The Royal Canadian Legion has its origins in the aftermath of the First World War. Even before the armistice, Veterans were organizing, formally and informally, to maintain the comradeship they had known in the trenches of Europe.
More importantly, they were motivated to assist and support disabled Veterans, and the families of those killed. In 1917, 147 Veterans’ Associations merged to form the Great War Veterans Association, a major force in the formation of The Legion. By mid-1920, specialized groups like the Tubercular Veterans Association, Amputees Association and the Royal North West Mounted Police Veterans Association had reformed and there were almost twenty organizations reflecting the desire of “Returned Men” to continue to serve. The momentum to create a single national organization for Veterans was growing.
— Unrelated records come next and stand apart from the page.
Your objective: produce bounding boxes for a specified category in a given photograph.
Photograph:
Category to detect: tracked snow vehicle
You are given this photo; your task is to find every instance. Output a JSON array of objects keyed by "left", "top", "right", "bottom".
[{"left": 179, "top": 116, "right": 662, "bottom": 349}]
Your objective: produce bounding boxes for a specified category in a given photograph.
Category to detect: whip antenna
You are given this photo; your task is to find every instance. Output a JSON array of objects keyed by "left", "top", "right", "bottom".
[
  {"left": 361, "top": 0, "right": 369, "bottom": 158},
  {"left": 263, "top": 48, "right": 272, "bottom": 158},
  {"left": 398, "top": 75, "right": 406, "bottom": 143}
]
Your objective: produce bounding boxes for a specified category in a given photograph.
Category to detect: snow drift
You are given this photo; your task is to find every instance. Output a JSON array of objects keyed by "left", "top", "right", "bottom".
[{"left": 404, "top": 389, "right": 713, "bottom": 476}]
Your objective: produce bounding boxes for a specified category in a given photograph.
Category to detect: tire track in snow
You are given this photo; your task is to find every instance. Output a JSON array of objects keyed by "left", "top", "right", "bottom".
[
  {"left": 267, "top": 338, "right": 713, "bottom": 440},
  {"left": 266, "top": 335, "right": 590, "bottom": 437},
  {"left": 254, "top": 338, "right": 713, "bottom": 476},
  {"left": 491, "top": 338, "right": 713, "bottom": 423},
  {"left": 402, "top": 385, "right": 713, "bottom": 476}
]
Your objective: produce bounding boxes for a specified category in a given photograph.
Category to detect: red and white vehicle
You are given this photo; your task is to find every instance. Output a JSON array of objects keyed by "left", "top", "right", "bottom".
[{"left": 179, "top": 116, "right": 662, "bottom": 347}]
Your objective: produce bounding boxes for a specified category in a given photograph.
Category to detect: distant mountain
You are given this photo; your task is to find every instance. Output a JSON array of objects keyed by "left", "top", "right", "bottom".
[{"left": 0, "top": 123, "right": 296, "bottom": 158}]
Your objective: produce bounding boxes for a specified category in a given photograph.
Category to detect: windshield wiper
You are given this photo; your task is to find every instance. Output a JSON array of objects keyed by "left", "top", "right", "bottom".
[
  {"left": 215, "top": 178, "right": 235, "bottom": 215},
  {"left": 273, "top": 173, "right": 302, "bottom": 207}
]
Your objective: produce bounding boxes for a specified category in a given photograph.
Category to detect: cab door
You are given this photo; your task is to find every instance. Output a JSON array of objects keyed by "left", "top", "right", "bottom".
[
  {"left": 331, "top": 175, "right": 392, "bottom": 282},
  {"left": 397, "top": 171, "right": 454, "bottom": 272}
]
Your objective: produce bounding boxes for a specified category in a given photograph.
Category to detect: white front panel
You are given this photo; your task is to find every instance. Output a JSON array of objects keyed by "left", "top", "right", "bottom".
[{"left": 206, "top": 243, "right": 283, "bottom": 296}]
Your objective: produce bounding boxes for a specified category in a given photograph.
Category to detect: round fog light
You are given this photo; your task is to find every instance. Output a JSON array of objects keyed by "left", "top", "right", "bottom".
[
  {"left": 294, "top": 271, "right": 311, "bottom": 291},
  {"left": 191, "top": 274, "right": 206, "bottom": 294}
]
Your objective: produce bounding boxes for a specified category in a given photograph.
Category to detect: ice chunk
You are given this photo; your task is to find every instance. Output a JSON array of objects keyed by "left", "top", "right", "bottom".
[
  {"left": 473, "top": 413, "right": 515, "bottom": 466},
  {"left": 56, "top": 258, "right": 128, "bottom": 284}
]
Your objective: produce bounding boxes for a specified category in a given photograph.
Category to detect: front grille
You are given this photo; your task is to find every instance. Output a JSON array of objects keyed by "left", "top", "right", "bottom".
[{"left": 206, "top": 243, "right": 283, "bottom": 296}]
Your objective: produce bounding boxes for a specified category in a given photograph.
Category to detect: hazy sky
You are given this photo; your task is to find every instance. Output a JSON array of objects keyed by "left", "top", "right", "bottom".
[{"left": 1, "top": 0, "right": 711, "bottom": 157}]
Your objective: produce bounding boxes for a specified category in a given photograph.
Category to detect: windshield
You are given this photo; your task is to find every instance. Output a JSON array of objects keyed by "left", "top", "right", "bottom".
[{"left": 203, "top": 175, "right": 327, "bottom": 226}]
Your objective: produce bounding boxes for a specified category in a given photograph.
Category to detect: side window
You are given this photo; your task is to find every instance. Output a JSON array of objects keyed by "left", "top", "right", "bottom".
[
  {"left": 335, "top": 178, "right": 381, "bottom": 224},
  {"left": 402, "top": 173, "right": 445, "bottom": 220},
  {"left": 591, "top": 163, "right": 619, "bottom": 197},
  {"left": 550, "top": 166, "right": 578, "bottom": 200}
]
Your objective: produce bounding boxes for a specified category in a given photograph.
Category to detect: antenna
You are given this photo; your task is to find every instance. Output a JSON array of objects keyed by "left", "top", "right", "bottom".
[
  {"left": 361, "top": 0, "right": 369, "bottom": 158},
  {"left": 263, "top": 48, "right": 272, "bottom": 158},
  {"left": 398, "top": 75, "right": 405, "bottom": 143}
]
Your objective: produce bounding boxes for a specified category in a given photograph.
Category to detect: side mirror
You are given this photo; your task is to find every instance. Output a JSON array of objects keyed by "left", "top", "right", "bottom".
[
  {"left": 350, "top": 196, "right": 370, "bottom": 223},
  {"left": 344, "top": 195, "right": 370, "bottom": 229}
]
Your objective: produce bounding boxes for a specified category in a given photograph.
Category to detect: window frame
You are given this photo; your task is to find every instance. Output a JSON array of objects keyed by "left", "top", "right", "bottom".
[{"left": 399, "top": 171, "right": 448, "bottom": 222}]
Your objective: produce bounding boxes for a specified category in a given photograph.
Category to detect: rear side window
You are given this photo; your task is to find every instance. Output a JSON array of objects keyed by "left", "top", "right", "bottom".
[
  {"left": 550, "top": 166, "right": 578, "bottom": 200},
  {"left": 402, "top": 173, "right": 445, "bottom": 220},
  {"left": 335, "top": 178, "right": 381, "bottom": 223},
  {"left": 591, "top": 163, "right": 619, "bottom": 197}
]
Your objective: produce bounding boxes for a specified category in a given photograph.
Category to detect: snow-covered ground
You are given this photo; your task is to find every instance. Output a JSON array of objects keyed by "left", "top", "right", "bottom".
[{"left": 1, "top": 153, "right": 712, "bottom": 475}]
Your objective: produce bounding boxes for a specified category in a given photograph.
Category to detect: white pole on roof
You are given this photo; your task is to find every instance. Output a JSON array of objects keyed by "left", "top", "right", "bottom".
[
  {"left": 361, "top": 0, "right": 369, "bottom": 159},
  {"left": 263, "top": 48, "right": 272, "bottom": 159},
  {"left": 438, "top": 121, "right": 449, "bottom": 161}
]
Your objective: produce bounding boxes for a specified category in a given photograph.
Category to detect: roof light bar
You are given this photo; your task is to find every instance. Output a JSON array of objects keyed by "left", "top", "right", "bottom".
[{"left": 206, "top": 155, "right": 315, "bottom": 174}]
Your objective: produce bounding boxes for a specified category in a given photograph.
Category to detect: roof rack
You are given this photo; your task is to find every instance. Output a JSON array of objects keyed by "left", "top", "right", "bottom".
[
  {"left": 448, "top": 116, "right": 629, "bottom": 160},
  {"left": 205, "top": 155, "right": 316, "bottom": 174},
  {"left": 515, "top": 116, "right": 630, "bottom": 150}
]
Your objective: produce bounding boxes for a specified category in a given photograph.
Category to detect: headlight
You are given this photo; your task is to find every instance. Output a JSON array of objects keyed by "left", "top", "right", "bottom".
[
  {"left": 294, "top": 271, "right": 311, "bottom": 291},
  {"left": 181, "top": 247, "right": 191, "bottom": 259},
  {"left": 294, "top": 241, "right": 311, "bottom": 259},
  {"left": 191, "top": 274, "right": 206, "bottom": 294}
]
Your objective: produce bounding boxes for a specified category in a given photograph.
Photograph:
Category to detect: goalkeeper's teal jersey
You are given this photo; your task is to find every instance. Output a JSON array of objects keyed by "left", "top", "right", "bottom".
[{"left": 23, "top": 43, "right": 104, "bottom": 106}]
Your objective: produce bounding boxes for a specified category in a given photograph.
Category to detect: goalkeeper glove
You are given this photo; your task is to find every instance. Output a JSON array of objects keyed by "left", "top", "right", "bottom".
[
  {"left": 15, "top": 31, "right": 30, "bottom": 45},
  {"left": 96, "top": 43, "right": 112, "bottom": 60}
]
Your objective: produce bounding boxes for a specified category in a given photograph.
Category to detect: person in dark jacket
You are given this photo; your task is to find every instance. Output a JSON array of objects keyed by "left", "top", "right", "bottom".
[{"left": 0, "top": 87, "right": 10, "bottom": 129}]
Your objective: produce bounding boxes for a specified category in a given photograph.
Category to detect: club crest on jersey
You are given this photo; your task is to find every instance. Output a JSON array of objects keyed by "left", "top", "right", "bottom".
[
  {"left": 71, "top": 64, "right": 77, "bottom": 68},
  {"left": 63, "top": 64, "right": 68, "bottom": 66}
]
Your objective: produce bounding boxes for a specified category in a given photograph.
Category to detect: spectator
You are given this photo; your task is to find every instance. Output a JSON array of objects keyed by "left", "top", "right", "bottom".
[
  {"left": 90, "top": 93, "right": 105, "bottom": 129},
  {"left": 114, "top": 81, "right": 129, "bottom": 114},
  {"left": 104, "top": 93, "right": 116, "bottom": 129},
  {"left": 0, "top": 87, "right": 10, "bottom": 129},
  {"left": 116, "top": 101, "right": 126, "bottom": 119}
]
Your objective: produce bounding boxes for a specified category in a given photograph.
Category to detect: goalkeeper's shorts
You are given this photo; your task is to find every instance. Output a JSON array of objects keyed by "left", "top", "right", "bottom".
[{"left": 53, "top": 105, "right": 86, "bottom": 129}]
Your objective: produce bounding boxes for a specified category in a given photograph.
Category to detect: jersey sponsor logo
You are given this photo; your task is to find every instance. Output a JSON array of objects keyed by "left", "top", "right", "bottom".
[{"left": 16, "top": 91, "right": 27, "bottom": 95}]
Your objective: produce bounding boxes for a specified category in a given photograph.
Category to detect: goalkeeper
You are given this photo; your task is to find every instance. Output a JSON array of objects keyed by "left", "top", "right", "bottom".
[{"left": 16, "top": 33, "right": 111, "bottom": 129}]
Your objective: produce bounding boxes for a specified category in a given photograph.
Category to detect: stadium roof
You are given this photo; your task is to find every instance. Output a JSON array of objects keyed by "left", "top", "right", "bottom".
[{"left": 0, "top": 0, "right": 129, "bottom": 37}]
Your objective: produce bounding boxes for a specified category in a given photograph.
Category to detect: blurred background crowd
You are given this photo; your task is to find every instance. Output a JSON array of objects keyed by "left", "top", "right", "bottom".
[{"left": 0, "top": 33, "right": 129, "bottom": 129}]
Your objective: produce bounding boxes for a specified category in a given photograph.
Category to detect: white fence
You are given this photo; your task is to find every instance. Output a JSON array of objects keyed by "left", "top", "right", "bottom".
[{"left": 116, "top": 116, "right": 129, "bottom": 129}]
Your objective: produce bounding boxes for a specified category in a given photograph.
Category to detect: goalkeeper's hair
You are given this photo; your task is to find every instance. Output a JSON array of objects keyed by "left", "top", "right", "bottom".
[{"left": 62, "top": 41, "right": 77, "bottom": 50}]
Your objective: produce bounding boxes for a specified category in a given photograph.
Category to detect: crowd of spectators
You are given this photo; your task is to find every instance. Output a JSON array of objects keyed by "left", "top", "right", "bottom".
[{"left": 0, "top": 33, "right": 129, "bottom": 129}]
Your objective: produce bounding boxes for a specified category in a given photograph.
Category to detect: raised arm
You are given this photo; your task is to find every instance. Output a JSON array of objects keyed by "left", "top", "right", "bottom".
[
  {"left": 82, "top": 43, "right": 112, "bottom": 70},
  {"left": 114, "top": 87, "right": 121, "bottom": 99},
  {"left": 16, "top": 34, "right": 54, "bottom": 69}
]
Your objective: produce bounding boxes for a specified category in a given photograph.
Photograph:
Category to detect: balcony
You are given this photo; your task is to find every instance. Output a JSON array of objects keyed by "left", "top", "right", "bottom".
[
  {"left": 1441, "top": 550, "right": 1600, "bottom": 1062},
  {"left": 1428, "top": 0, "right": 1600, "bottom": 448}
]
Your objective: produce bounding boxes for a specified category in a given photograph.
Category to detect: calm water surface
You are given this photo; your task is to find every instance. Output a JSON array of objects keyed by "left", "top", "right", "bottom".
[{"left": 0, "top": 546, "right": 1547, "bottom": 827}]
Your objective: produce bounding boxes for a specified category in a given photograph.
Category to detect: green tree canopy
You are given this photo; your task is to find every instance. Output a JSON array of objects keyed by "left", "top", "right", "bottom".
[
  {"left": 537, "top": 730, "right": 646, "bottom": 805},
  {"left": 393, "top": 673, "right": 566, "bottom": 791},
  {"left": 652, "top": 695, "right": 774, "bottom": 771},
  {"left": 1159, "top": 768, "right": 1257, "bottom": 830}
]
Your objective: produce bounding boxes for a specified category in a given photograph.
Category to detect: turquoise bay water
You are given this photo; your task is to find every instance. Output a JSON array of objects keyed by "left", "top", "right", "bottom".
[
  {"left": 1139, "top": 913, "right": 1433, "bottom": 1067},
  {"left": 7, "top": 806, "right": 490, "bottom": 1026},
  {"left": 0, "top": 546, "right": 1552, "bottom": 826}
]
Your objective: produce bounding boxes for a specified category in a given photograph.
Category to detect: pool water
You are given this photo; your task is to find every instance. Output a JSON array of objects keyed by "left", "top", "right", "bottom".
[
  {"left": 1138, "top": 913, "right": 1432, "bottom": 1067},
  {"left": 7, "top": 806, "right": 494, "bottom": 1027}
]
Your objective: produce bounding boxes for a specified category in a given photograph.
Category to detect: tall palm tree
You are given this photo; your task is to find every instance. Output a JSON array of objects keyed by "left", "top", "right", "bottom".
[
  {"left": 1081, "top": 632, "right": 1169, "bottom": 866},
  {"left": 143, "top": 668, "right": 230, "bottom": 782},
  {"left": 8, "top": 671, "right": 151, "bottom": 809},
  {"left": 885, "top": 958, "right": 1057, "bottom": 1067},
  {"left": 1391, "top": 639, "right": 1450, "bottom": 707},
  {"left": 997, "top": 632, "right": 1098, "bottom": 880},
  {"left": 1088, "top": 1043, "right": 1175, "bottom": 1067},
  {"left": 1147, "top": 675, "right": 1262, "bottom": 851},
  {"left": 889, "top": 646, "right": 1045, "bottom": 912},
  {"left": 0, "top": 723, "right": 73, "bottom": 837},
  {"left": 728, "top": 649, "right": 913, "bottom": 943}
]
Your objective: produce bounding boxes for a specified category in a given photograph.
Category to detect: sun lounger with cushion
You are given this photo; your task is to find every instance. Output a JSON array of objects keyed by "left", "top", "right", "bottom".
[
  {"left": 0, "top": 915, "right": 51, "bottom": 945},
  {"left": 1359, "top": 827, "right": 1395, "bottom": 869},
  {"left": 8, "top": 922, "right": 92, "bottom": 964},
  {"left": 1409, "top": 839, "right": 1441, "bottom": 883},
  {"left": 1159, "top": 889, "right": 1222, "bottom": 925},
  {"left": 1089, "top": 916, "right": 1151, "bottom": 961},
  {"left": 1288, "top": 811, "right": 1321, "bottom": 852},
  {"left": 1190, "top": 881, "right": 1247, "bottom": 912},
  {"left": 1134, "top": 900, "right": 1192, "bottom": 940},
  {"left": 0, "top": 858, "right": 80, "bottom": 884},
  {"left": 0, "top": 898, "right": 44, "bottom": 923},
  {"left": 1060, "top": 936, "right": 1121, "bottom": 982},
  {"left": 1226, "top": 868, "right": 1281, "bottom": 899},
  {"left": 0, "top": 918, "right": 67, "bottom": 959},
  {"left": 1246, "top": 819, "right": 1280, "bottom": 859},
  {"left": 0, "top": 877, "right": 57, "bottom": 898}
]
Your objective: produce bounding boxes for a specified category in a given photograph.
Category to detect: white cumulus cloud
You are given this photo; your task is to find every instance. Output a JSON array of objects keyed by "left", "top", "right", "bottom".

The Royal Canadian Legion began as the Canadian Legion of the British Empire Service League, created at the founding convention in Regina in early 1926, following a unity conference in Winnipeg the previous year. About a dozen Veteran’s organizations voted to join this new national organization. It became the Canadian Legion in 1958. In 1960, Her Majesty the Queen granted permission to rename the organization to The Royal Canadian Legion.
Today, The Royal Canadian Legion is Canada’s largest membership organization with over 360,000 members in more than 1,600 branches across Canada, the United States of America and Europe.
Whatever the future holds, the Legion will not be deflected from its original mission to serve Veterans and their families, to promote Remembrance, and serve Canada and its communities.